Airline Radio Position Map


united_airlines_radio_map.jpg (78291 bytes)


At Portland (Ore.) Airport, United Air Lines is using a map with several interesting features to indicate location of pilots and planes at airports, or along the airways as reported at intervals by radio.  The system is based on individual tags for each plane and for each pilot.  Each tag is hung indivually on hooks in ruled spaces at the bottom of the map, each space indicating a base, when the plane or pilot is not flying.

When one of the 25 planes takes off, the plane tag is removed from the space bearing the name of the airport from which the plane departs, and the tag for the pilot is removed from the pilot rack and affixed to the plane tag.  As the position reports come in, at ten-minute intervals, the tag is moved along the airways to its destination.  The arrows have magnetic bases and the map a metal base so that the arrows may be moved along the route easily and accurately.

This map gives an overall picture of the plane operations at all times.  The information is useful to the traffic department as well as the operations men, and enables dissemination of information without interfering with the work of the radio operator.

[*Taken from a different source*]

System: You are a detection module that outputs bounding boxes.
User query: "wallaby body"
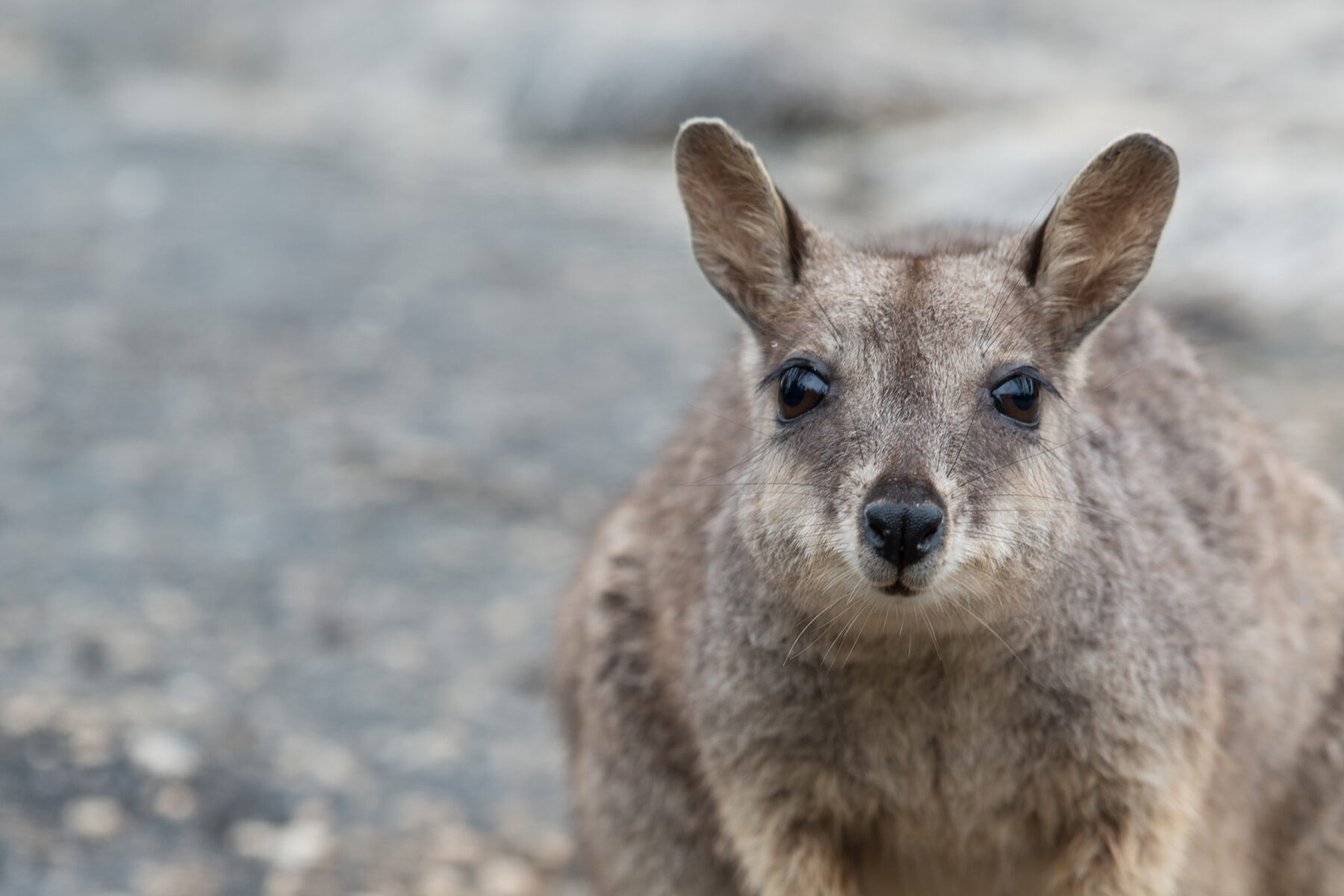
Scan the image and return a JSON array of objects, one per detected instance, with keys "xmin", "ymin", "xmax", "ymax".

Colonial Air Transport and Colonial Western Divisions of American Airways at Newark Airport (New Jersey) keep track of plane positions over the New York-Boston and the New York-Albany-Cleveland routes by means of maps ruled off in sqaures and a pair of buttons for each plane, the plane's number appearing on the face of the buttons.  A pilot enroute reports periodically and announces his position by stating the square he is in.  The radio operator [at base] places one button on the point where the plane is reporting and another at the point where it last reported, the difference indicating the progress being made.